Le recours des deux gendarmes genevois, condamnés après une collision à un carrefour en mai 2015, a été rejeté par le Tribunal fédéral.

Les arguments des deux gendarmes condamnés n'ont pas convaincu le Tribunal fédéral. (image d'archive)

Les arguments des deux gendarmes condamnés n'ont pas convaincu le Tribunal fédéral. (image d'archive)

Keystone

Durant une nuit de mai 2015, un gendarme accompagné d'une collègue roulait vers le lieu d'une agression. Dans le cadre de cette course d'urgence, le feu bleu et la sirène avaient été enclenchés. A l'approche d'un carrefour, l'agente avait éteint la sirène alors que la signalisation était au rouge. Le véhicule de police avait alors heurté à 18 km/h environ une voiture qui passait au vert.

Le Tribunal de police avait acquitté le conducteur mais reconnu sa collègue coupable de violation simple des règles de la circulation. Elle avait été exemptée de toute peine. Suite à un recours de cette dernière et du ministère public, l'agente avait écopé d'une amende de 600 francs pour le même motif devant la Chambre d'appel du canton de Genève. Le gendarme avait été condamné avec sursis à un travail d'intérêt général et une amende de 1500 francs pour violation grave des règles de la circulation.

Pas assez prudent

Dans un arrêt publié mardi, le Tribunal fédéral confirme les condamnations des deux gendarmes. Il relève notamment que, lorsque seul le feu bleu est enclenché, les véhicules de service n'ont aucun droit spécial de priorité. Le conducteur doit donc faire preuve d'une prudence toute particulière - en roulant assez lentement - lorsqu'il franchit un feu rouge. Dans le cas présent, le gendarme n'a pas fait preuve de l'attention et de la prudence nécessaires. Et la collision aurait pu avoir des conséquences beaucoup plus sérieuses si un motocycliste avait été impliqué, soulignent les juges.
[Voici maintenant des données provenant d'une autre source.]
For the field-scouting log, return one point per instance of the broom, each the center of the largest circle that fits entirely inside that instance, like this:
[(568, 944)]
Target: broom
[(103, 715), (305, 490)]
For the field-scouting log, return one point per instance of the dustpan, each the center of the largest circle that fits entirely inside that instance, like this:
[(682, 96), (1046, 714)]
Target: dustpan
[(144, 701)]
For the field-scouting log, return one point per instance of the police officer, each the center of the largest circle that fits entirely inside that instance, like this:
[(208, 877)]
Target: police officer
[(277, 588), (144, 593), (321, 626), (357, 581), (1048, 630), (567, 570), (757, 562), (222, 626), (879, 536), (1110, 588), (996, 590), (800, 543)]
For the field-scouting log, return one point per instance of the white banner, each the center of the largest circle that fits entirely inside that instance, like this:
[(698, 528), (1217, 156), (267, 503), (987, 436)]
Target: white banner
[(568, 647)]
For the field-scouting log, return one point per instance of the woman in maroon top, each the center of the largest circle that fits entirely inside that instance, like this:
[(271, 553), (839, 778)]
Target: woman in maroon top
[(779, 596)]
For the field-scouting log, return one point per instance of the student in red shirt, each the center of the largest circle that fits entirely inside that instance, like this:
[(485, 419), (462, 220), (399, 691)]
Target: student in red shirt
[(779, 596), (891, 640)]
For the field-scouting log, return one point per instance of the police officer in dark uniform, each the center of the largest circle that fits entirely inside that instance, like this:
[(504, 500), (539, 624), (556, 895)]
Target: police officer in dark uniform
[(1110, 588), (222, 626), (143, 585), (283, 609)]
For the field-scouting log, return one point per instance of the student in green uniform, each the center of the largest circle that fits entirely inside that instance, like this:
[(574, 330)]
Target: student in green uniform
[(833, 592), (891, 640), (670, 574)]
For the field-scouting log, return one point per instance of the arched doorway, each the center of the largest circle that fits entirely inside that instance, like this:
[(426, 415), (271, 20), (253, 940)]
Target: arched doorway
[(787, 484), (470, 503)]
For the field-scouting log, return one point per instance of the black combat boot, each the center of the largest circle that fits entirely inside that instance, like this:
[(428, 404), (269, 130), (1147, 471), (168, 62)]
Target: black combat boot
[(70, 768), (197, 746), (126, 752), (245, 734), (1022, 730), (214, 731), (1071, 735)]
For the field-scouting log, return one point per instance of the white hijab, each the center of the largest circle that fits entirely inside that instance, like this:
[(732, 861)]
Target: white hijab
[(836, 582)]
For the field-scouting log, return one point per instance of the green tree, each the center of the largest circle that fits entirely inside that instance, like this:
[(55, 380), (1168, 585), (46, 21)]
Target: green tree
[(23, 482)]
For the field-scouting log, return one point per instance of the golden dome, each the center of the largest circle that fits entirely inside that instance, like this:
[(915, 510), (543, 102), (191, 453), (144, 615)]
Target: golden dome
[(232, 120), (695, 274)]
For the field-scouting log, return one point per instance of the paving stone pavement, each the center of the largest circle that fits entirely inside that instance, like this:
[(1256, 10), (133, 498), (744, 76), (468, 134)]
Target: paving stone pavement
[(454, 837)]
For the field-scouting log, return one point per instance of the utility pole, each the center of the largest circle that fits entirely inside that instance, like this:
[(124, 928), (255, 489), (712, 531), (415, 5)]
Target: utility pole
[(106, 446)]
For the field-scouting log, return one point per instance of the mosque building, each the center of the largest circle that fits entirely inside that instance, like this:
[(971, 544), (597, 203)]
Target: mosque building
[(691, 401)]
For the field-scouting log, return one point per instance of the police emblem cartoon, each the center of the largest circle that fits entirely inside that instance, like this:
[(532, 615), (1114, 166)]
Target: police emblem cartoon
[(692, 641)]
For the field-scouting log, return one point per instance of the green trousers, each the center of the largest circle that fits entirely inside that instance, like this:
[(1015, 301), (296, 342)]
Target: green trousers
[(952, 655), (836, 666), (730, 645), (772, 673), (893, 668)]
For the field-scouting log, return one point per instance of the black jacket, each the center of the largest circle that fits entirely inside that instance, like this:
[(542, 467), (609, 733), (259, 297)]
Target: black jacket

Concernant la policière, la cour estime qu'elle n'avait pas de motif impérieux d'éteindre la sirène à l'approche d'un carrefour. Le Tribunal n'a pas retenu les «considérations tactiques» invoquées. En effet, deux patrouilles se trouvaient déjà sur la scène de l'agression et l'intervention des recourants n'était plus d'une urgence absolue et ne nécessitait pas non plus une approche discrète.